Book name- LIGHT AND THREAD
Author- Han Kang
Published by- Hamish Hamilton, Price- Rs 799
The book opens with Han Kang’s 2024 Nobel lecture, “Light and Thread”, the kernel around which this eponymous, luminous volume is strung. In it, Kang asks questions that stitch themselves into the reader’s mind: “Why is the world so violent and painful? And yet how can the world be this called human?”
The questions posed are at once a philosophical pinprick and a golden filament, conjuring a juxtaposition of paradoxes painted in shades of grief and wonder, absence and presence, disenchantment and delight.
Kang’s vignettes of rumination on whether the living can “save the dead” or the “present help the past” are perhaps coloured by a distinctly Derridean idiom, gesturing toward what Jacques Derrida termed “hauntology”. It is coded into the very fabric of the present, constantly interpolated into the living moment, always already in the process of self-effacement, albeit riddled with the imprints of what once was.
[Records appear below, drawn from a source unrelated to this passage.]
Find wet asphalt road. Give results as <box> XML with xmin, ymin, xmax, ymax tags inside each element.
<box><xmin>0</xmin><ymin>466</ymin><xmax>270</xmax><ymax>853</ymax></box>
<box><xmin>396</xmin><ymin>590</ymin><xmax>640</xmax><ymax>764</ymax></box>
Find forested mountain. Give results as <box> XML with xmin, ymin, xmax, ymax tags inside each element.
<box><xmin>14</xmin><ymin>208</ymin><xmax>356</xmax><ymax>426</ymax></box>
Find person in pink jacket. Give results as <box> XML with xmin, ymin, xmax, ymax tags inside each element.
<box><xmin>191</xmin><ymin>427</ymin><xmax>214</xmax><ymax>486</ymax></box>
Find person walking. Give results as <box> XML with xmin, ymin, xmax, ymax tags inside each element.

What follows is a body of work that grows on the readers with its incorrigible plurality. The essays constitute the most conceptually expansive dimension of the book while the poems that follow adopt a more elliptical mode and are enveloped in an uncanny affect, reminiscent of the Freudian unheimlich. As Kang puts it, “When I write, I use my body. I use all the sensory details of seeing, of listening, of smelling, of tasting... I try to infuse those vivid descriptions that I feel as a mortal being with blood coursing through her body into my sentences.” The proliferation of personal reflections peppered with poetry, photographs and diary entries is almost epistolary in form with an undertone of stream-of-consciousness interiority. Running over 160 pages, the writing style is distinctly limpid and engaging, reflecting Kang’s signature literary sensibility and finesse. The pages slip through the fingers. They are, at once, ekphrastic and, at times, delightfully disparate, pre-empting any temptation to settle into the comfort of certainty. They leave the reader perpetually hoodwinked by their subtle sleights of perception entrenched in inebriated perambulation. The words appear dipped in muted grief and smouldering outrage, strung together with the thread of contemplation and put up to dry against the light of consciousness.
The precarity of existence is foregrounded in the snippets of diary entries penned with utmost candour. They ooze with a melancholic punctum that lances the reader’s apprehension vis-à-vis the chiaroscuro of lived experience. An air of malaise is dominant in the structuring of sentences and the placement of words. But the lilting lyricality does not belie the jarring rawness beneath.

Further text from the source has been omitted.